Dia 10: O Inferno (Consagração a Nossa Senhora)



“Atai-lhe pés e mãos e lançai-o fora nas trevas. Aí haverá pranto e ranger de dentes. Pois são muitos os convidados e poucos os escolhidos” (Mt 22, 13-14).

Infelizmente o mundo mais moderno perdeu o medo (diria até a crença) no inferno, na triste condição de “morte eterna”. Parecemos esquecer que passaremos por um julgamento final e definitivo, onde será traçado nosso destino eterno.

A condição do inferno não é querida por Deus. Não! Deus “enviou seus servos para chamar os convidados ao casamento, mas estes não quiseram ir” (Mt 22, 3). Deus nos envia o tempo inteiro anjos e santos que não cansam de interceder por nós e nos chamar para o céu, mas não damos ouvidos a eles e teimamos em nos apresentar com trajes inapropriados (cf. Mt 22, 11).

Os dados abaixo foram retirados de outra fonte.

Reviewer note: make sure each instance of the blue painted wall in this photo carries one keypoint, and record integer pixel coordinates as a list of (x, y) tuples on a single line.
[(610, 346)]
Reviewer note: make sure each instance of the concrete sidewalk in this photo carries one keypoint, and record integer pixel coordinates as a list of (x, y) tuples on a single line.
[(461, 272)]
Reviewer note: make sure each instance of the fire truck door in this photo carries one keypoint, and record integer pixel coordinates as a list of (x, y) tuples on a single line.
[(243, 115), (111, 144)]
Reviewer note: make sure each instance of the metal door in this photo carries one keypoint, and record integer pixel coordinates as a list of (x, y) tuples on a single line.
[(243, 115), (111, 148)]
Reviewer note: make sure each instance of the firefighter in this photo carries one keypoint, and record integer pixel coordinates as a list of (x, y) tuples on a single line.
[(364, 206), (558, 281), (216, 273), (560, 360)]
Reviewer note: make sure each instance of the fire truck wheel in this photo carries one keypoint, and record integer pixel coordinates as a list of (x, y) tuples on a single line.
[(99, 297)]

O que seriam esses trajes inapropriados se não os nossos vícios, os nossos pecados? Precisamos nos despojar por completo de tudo no mundo para podermos entrar no céu. Nosso Senhor, em sua Paixão, antes de ser crucificado, passou pelo despojamento das suas vestes mundanas, sinalizando-nos que para vencermos com Ele deveremos nos desprender de tudo e que isso faz parte do caminho da salvação.

Diz Tomas de Kempis em Imitação de Cristo, no capítulo 24:

“Que outra coisa há de devorar aquele fogo senão os teus pecados? Quanto mais te poupas agora e segue a carne, tanto mais cruel será depois o tormento e tanto mais lenha ajuntas para a fogueira”.

E nos alerta para passarmos aqui, neste mundo, através das mortificações e do sofrimento de irmos contra nossas vontades viciadas:

“Experimenta agora o que podes sofrer mais tarde. Se não podes agora sofrer tão pouca coisa, como suportarás os eternos suplícios? Se tanto te repugna o menor incômodo, que te fará então o inferno? Certo é que não podes fruir dois gozos: deleitar-te neste mundo, e depois reinar com Cristo”.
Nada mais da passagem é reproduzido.